Le rapport gouvernemental calcule les bénéfices de l’adhésion tchèque à l’UE

Photo: Barbora Kmentová

Cette année, dix ans se sont écoulés depuis l’adhésion tchèque à l’Union européenne. A cette occasion, le gouvernement a publié un rapport officiel qui calcule les bénéfices de l’appartenance du pays à l’UE. Radio Prague a évoqué les principales conclusions de ce rapport avec un de ses auteurs, l’économiste Aleš Chmelař.

Aleš Chmelař, photo: CEPS
« La conclusion principale de ce rapport c’est qu’il y a beaucoup de choses dans l’Union européenne dont profite la République tchèque sans qu’on le voit. On voit les transferts directs du budget européen. Ce que l’on voit moins, ce sont toutes les transactions qui n’auraient pas eu lieu et la stabilisation du pays qui n’aurait pas lieu sans que la République tchèque ne rejoigne l’UE en 2004. »

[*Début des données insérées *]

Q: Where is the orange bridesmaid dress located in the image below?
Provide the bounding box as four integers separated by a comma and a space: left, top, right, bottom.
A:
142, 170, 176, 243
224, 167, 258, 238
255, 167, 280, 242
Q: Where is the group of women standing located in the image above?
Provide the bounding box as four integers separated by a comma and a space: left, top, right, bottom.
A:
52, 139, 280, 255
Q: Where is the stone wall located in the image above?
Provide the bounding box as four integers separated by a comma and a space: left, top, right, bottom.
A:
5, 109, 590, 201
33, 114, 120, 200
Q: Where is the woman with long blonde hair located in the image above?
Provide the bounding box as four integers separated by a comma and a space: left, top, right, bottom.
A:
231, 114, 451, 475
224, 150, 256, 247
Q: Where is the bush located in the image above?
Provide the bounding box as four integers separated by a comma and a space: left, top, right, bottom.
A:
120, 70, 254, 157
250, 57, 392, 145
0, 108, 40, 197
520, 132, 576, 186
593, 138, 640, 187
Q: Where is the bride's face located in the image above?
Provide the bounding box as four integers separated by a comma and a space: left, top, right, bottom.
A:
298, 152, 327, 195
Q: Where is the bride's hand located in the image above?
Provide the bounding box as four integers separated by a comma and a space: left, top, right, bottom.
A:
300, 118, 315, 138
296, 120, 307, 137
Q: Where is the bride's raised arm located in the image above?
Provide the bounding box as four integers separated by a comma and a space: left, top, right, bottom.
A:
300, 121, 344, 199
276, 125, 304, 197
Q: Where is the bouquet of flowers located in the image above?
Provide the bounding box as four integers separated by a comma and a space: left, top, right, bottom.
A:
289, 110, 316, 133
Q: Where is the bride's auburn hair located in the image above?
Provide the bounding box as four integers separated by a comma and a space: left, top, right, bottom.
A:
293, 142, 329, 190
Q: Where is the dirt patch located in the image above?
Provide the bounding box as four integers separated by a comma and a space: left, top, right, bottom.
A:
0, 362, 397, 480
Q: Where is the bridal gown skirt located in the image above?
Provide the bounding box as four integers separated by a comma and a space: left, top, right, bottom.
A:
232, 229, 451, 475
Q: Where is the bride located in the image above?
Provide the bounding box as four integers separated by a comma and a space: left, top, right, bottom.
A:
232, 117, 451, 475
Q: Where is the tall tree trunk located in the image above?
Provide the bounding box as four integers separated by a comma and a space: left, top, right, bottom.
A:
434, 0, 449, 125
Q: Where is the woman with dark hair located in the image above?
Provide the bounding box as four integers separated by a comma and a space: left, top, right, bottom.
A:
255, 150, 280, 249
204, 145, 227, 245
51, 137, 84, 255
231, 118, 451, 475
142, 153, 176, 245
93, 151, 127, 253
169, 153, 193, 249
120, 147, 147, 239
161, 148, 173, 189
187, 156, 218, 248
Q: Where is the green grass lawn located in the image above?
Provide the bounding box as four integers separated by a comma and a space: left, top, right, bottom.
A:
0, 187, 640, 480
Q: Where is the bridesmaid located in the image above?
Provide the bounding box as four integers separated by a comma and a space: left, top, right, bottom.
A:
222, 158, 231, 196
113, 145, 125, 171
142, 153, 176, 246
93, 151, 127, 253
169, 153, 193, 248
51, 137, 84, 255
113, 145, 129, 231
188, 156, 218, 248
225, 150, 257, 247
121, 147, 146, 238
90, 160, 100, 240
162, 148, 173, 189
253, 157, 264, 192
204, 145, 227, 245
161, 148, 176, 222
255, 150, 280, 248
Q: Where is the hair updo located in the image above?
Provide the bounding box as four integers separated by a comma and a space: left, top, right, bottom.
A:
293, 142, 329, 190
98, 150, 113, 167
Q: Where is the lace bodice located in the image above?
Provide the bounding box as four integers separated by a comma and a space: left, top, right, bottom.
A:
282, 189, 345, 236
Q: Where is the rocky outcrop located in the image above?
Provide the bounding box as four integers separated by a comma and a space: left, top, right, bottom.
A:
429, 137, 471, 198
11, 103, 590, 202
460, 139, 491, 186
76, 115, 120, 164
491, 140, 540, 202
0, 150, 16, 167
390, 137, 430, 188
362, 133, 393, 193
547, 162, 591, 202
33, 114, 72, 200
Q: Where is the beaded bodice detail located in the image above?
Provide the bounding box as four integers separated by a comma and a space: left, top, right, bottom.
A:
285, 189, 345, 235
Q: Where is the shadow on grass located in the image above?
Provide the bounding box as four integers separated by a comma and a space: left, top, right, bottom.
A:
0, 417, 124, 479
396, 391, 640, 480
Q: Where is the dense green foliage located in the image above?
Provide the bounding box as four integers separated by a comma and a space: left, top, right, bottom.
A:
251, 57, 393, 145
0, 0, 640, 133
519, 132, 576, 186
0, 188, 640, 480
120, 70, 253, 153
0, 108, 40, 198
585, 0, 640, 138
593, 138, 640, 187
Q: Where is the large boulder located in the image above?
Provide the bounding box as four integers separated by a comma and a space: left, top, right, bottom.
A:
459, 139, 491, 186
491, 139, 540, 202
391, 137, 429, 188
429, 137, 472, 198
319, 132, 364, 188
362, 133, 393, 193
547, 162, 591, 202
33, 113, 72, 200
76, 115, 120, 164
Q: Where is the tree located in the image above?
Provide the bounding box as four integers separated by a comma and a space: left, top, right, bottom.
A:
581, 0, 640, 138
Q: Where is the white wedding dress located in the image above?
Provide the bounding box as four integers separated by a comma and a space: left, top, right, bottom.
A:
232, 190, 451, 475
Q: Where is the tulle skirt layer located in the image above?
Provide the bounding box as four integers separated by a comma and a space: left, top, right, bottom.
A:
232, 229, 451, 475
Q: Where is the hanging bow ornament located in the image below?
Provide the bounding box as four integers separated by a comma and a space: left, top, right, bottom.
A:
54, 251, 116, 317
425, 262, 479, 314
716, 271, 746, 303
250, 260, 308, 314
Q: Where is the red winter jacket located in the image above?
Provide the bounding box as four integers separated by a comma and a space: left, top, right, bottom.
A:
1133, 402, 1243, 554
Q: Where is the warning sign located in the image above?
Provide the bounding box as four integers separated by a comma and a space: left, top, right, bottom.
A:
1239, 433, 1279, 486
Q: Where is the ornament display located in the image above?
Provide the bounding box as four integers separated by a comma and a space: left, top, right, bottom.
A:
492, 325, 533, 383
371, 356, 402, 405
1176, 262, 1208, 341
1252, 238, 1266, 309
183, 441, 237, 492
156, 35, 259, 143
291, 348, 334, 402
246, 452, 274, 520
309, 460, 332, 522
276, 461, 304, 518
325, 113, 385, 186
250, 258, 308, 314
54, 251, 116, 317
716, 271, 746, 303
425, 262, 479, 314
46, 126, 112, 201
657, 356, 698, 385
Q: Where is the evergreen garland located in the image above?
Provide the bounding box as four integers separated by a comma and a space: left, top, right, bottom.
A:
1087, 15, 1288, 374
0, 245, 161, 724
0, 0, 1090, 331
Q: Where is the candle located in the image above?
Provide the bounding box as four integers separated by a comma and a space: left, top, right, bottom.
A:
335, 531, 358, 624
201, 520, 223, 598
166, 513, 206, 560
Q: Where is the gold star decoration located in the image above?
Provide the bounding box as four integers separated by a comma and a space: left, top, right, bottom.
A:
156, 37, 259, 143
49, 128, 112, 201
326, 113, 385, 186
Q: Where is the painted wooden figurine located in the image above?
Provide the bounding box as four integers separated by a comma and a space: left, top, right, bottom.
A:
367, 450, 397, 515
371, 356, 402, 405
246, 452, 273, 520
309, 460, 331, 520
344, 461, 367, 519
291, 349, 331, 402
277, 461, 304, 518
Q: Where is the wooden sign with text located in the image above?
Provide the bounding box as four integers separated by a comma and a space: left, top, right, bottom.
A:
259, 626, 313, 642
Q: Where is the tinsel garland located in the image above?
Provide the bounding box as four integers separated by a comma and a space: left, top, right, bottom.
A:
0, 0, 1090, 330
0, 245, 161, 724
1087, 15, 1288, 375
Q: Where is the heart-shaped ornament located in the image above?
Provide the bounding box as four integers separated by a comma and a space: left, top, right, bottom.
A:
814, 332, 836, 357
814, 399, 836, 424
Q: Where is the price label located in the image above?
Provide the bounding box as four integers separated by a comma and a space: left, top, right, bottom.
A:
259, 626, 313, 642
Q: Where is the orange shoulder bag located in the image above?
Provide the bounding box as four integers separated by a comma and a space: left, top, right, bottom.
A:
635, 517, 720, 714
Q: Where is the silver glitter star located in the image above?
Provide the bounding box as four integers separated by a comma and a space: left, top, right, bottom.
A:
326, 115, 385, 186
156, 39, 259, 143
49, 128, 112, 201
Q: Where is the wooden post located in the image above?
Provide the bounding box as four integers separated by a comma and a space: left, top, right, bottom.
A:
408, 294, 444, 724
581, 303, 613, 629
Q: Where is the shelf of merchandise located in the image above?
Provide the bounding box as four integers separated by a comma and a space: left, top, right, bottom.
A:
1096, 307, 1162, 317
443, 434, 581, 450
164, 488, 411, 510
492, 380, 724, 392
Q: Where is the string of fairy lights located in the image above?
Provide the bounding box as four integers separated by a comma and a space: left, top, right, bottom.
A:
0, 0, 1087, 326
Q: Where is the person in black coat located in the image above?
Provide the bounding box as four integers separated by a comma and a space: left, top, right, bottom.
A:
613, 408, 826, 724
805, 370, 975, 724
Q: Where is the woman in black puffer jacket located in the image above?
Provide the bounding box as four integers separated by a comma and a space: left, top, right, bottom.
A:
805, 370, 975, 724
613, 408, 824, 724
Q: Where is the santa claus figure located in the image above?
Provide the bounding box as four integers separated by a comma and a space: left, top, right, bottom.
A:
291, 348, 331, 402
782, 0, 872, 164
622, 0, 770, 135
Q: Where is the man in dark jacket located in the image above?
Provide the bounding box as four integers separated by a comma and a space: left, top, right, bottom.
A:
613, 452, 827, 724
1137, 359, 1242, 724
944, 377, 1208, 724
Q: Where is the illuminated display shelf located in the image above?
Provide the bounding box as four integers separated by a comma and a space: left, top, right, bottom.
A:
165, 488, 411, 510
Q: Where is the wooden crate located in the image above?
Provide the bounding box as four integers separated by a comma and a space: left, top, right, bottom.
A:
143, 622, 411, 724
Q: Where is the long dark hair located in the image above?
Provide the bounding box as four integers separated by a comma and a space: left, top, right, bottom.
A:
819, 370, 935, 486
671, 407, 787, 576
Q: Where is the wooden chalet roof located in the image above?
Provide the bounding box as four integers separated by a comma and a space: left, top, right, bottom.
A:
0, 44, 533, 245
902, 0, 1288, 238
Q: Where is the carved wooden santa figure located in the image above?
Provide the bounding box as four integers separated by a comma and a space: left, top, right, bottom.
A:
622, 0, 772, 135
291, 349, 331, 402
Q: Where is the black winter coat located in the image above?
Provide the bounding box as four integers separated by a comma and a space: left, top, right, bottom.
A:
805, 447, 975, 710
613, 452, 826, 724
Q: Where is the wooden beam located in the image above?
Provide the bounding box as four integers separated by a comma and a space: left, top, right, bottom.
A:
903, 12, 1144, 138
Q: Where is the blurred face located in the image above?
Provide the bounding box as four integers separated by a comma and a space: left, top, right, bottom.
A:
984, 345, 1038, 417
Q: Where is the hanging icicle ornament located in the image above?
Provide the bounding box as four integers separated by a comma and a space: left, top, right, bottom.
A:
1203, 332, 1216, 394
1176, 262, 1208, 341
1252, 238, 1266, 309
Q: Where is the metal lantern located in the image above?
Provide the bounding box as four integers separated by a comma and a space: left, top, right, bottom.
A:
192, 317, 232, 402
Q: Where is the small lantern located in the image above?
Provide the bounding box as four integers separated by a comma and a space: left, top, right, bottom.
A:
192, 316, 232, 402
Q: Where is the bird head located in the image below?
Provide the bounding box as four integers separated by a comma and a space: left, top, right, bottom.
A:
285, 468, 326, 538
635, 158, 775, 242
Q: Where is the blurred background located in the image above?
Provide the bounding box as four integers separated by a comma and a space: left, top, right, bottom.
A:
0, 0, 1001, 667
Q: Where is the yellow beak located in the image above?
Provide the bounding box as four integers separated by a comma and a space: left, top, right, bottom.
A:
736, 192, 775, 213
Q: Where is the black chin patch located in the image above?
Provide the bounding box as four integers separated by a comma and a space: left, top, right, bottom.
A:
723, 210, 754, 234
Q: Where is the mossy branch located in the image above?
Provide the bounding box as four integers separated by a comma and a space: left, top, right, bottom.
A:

Ce rapport, qui s’intitule « L’évaluation économique des dix années de l’adhésion tchèque à l’UE », présente en une centaine de pages une grande quantité de données dont Aleš Chmelař sélectionne l’essentiel :

« Le chiffre phare du rapport, c’est trois mille milliards de couronnes (environ 110 milliards d’euros) dont la République tchèque a indirectement bénéficié de par son adhésion à l’UE. Ceci s’ajoute aux fameux 333 milliards de couronnes (environ 12 milliards d’euros) dont on a profité grâce aux transferts directs du budget européen. A ces 333 milliards on peut aussi ajouter des 72 000 ou 74 000 emplois créés, des milliers de maisons reconstruites, des milliers de kilomètres de routes construites et reconstruites. Mais cela sont des chiffres de comptabilité. On voulait démontrer qu’il y a aussi des transferts invisibles de l’économie elle-même. Par exemple, chaque année on bénéficie seulement de l’existence du marché unique à hauteur de 100 milliards de couronnes (3,7 milliards d’euros), ce qui n’est pas négligeable car il s’agit environ de 2 % du PIB tchèque. »

Le rapport est organisé en plusieurs chapitres selon les différents scénarios qui explorent chacun un degré différent de l’engagement tchèque au sein de l’UE. Aleš Chmelař poursuit :

Photo: Barbora Kmentová
« Quand on regarde l’appartenance de la République tchèque à l’UE, on peut se demander, s’il n’y avait pas eu une stratégie meilleure que celle que l’on avait choisi. Nous voulions démontrer qu’il n’y avait pas un seul chemin. On aurait pu se positionner de la même manière que la Suisse ou bien on aurait pu participer à l’intégration européenne un peu plus comme le fait la Slovaquie ou de manière moyenne comme la Pologne. Ainsi, nous voulions savoir ce que l’UE a apporté à la République tchèque dans le niveau actuel de son implication et quelles seraient les alternatives. Je pense que l’existence de ces alternatives constitue le seul moyen pour démontrer qu’il y a une marge de manœuvre pour améliorer la situation de la République tchèque. »

Le rapport se veut être une contribution au débat plus large sur l’avenir de l’implication tchèque au sein de l’UE. A l’instar de la Pologne ou de la Slovaquie, la République tchèque nécessite alors, selon Aleš Chmelař, un débat rationnel portant sur les coûts et les bénéfices de son appartenance à l’UE. Même si le rapport envisage plusieurs scénarios, dont un qui serait la sortie de l’UE, il en découle qu’une attitude proactive serait toujours plus bénéfique au pays car elle lui permettrait de participer à la négociation des mesures ; des mesures que la République tchèque devra de toute manière appliquer.